Currently, though, despite the fact that Mexico has room for U.S. gas (does not really develop its extraction leaning in favor of crude oil business), the demand remains weak. The actual flows through the above lines are still limited to 0.3 Bcfd. Experts give various reasons for that while the overall picture of the Mexican market is not transparent enough.  It may be infrastructure capacity technical constraints. Additionally, industry red tape and growing political resistance from the side of the newly elected leftist Mexican president Andrés Manuel López Obrador may be other reasons for the halted exports growth.

Meanwhile, U.S. producers still need to handle the excessive by-product gas issue. If not Mexico, the destination for the natural gas can be petrochemical facilities of the Texas Gulf Coast area. That option will emerge once these two following projects both stretching from Waha to Agua Dulce are completed:

  • Gulf Coast Express (GCX) - 1.98 Bcfd - scheduled to enter service in late 2019
  • Whistler Pipeline - 2 Bcfd - to be in-service by 4Q of 2020.

The former project has been advanced by Kinder Morgan Inc., DCP Midstream LP and Targa Resources Corp.
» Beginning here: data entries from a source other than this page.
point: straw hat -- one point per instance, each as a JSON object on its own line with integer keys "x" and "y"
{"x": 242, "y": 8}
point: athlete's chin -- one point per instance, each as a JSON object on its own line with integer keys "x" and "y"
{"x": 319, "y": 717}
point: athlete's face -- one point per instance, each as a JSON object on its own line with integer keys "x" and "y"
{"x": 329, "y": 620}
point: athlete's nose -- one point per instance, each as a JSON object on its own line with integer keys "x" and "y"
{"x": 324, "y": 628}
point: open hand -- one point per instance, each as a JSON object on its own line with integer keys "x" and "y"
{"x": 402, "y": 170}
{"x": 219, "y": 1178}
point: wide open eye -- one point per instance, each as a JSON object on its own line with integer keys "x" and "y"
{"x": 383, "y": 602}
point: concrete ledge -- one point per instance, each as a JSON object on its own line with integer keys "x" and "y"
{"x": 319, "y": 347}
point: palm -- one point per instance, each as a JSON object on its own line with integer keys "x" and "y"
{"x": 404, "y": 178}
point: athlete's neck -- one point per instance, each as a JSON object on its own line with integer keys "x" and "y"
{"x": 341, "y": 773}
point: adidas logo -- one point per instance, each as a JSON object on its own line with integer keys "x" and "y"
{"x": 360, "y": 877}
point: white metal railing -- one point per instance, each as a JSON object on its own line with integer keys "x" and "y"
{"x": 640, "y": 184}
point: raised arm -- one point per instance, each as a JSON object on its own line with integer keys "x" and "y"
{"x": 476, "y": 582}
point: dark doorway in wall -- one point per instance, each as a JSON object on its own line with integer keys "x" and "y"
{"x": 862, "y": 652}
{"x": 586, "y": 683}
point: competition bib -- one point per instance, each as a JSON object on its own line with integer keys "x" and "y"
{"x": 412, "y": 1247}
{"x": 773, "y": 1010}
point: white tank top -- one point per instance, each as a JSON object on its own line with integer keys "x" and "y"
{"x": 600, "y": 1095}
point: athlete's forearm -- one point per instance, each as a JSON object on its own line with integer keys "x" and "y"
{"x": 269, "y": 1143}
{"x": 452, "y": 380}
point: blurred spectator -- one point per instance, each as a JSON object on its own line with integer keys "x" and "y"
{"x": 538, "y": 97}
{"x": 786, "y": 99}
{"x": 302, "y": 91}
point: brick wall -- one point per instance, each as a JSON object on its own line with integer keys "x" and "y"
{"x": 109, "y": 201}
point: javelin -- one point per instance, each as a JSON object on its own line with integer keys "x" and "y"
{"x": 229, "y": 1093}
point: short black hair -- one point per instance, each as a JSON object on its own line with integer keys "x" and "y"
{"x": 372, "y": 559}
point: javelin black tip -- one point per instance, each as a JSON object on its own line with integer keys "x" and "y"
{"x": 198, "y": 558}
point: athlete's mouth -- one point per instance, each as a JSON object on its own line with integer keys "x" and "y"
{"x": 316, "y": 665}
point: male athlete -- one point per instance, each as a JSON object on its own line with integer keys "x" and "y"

The latter has NextEra Energy Pipeline Holdings LLC, WhiteWater Midstream LLC, and Marathon Petroleum’s MPLX LP collaborating on it.

Will Mexican market embrace the U.S. natural gas remains to be seen. Capacity to transport it will still be ultimately built. 

Canadian natural Gas: Westward-Bound. How Will Canada LNG (Kitmat) Project Affect U.S. Natural Gas Market

Another long-term game-changer for the U.S. market may be the 1.8 Bcfd Kitmat (LNG Canada) project. It aims at both delivering West Canadian natural gas to the coast and starting the first Canadian LNG exports facility. The first phase consists of 420 mile Coastal GasLink pipeline construction. It should come into service by 2023. The second phase includes the gas liquefaction and storage plant with two liquefaction trains to be built.

In the long run experts believe Kitmat exports will primarily help Canadian producers escape the U.S. market with its low gas prices and improve its margins significantly. The project is thought to create no risks for the U..S. market itself. In fact the opposite can happen. Marcellus and Utica natural gas may find its way to Asia via the newly constructed Canadian West Coast facility.